ALMA and JWST Imaging of $z\ >\ 6$ Quasars: No Spatial Position Offset Observed Between Quasars and Their Host Galaxies
Aurora Wilde, Marcel Neeleman, Romain Meyer, Roberto Decarli, Fabian Walter, Brenda Frye, Xiaohui Fan
TL;DR
This study uses high-resolution ALMA imaging of [CII] 158 μm and dust continuum together with JWST NIRCam astrometry tied to GAIA to search for spatial offsets between the centers of six z > 6 quasars and their host galaxies. The authors perform precise astrometric comparisons and conduct kinematic modeling with a thin-disk approach to characterize host dynamics. They find that all quasars reside near the centers of their host galaxies on ~400 pc scales, and no robust SMBH–host offsets are detected; rest-frame optical offsets reported in some JWST studies are likely due to dust obscuration rather than real displacements. The results support theoretical expectations that recoil events at high redshift are rare or short-lived and demonstrate the power of combining JWST and ALMA data to constrain SMBH–galaxy coevolution at early cosmic times.
Abstract
We present a study determining the spatial offset between the position of the supermassive black hole (as traced through their broad line regions) and the host galaxy in six $z > 6$ quasars.
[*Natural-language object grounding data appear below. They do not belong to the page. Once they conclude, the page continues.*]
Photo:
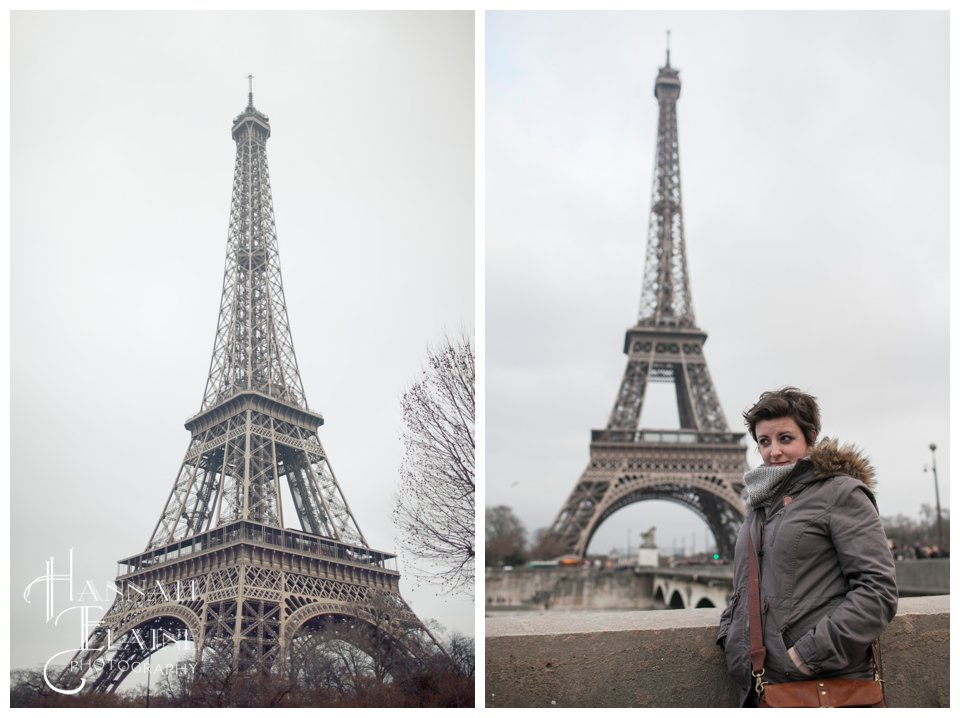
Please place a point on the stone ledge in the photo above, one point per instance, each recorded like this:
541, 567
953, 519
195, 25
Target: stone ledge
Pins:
669, 658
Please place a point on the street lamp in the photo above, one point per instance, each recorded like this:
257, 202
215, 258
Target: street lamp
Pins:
936, 488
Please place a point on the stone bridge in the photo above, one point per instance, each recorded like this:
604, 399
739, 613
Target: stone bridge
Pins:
598, 659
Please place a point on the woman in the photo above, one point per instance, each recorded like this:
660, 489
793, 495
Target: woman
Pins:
828, 581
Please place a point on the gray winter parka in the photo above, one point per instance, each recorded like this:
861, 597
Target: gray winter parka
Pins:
827, 577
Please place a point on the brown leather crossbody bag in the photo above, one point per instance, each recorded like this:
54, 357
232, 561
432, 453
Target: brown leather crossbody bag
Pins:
816, 693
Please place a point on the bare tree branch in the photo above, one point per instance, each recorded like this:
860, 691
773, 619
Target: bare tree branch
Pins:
435, 504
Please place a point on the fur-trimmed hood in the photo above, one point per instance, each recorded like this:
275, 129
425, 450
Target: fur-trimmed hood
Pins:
830, 458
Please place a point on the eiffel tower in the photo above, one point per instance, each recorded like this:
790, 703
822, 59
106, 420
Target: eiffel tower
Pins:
222, 568
701, 465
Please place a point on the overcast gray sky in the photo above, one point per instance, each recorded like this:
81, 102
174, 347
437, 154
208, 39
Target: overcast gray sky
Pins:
122, 167
814, 160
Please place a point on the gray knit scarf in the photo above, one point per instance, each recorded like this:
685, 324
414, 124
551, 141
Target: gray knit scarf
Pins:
763, 482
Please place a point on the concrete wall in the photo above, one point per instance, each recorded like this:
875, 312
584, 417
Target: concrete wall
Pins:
669, 658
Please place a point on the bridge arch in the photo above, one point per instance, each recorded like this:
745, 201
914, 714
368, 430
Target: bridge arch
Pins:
709, 497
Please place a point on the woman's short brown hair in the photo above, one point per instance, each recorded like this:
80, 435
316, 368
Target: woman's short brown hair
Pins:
791, 402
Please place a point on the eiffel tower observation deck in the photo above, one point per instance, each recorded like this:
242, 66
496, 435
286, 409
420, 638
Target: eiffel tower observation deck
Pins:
256, 556
701, 464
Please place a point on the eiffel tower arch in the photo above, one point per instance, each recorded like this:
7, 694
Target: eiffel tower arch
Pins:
701, 464
224, 567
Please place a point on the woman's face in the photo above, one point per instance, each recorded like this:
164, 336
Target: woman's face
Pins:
780, 441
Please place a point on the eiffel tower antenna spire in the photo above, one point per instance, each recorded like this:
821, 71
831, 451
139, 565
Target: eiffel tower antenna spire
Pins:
701, 464
225, 563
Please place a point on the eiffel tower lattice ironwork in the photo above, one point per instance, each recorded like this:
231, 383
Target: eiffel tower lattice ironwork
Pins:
221, 565
700, 465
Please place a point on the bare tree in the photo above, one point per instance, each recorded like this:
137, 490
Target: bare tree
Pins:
506, 537
435, 505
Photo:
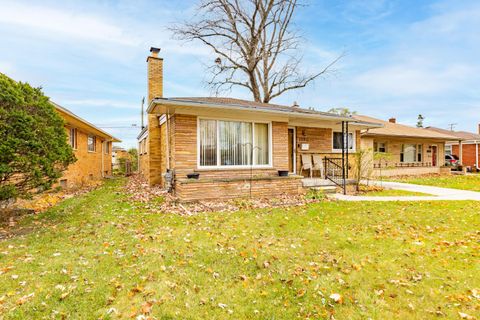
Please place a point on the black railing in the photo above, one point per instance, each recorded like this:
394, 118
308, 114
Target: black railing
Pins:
334, 171
402, 165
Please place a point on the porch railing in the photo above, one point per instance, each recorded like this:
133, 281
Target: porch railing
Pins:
334, 171
402, 165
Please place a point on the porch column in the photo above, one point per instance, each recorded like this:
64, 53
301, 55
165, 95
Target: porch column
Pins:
460, 151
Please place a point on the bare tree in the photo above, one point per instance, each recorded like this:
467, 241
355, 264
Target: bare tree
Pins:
255, 44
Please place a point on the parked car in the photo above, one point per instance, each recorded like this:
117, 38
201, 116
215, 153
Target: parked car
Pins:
452, 160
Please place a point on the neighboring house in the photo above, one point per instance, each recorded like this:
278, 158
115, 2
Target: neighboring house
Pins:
92, 148
119, 153
465, 147
404, 150
238, 147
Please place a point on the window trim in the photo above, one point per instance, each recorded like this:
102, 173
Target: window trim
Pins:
94, 143
417, 152
75, 145
354, 146
377, 149
219, 166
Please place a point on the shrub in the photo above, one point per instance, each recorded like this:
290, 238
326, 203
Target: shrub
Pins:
33, 142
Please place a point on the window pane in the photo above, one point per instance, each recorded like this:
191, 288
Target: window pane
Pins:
208, 143
261, 143
235, 143
337, 140
409, 152
91, 143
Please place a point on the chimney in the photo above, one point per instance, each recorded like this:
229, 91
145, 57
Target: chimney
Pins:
155, 75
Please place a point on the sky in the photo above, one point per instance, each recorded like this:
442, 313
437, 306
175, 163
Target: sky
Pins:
402, 57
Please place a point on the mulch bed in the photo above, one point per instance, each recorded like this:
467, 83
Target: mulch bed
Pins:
158, 200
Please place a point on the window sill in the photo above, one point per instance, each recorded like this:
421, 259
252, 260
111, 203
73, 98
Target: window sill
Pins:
230, 168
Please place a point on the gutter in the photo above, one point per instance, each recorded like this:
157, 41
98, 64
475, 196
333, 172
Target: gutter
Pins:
322, 116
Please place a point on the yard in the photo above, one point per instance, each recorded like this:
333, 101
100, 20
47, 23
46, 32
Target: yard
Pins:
464, 182
101, 256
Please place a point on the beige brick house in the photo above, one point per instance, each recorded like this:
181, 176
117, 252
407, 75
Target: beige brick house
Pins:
239, 148
92, 148
404, 150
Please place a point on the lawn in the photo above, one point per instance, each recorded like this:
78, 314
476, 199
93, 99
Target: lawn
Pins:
101, 256
464, 182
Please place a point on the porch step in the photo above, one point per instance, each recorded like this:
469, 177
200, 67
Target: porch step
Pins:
325, 189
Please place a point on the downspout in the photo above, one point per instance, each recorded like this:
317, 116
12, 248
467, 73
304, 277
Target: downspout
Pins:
168, 139
476, 155
103, 163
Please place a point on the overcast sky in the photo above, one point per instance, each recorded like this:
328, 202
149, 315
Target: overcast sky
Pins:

We determined the host galaxy's position from $\lesssim$$0.1^{\prime\prime}$ ($\lesssim$ 600 pc) resolution Atacama Large Millimeter/sub-millimeter Array (ALMA) [CII] 158 $μm$ and corresponding dust continuum imaging. We determined the quasar's position from $\lesssim$ 400 pc resolution James Webb Space Telescope Near-Infrared Camera (JWST NIRCam) imaging. We estimated the observational uncertainties on the quasar's position using astrometric data from the Global Astrometric Interferometer for Astrophysics (GAIA) of field stars within the NIRCam images. We find that all six quasars are found within the central $\sim 400$ pc of their host galaxy dust continuum and [CII] emission. Apparent offsets seen in rest-frame optical JWST observations are not detected in our ALMA data, suggesting they likely result from dust obscuration rather than a true physical separation between the SMBH and its host galaxy. Kinematic modeling of these data further reveals that none of the galaxies show evidence for recent merger activity, and most of the galaxies can be accurately modeled using a simple disk model. The lack of an offset supports theoretical models that predict that positional offset within these galaxies are either short-lived or intrinsically rare.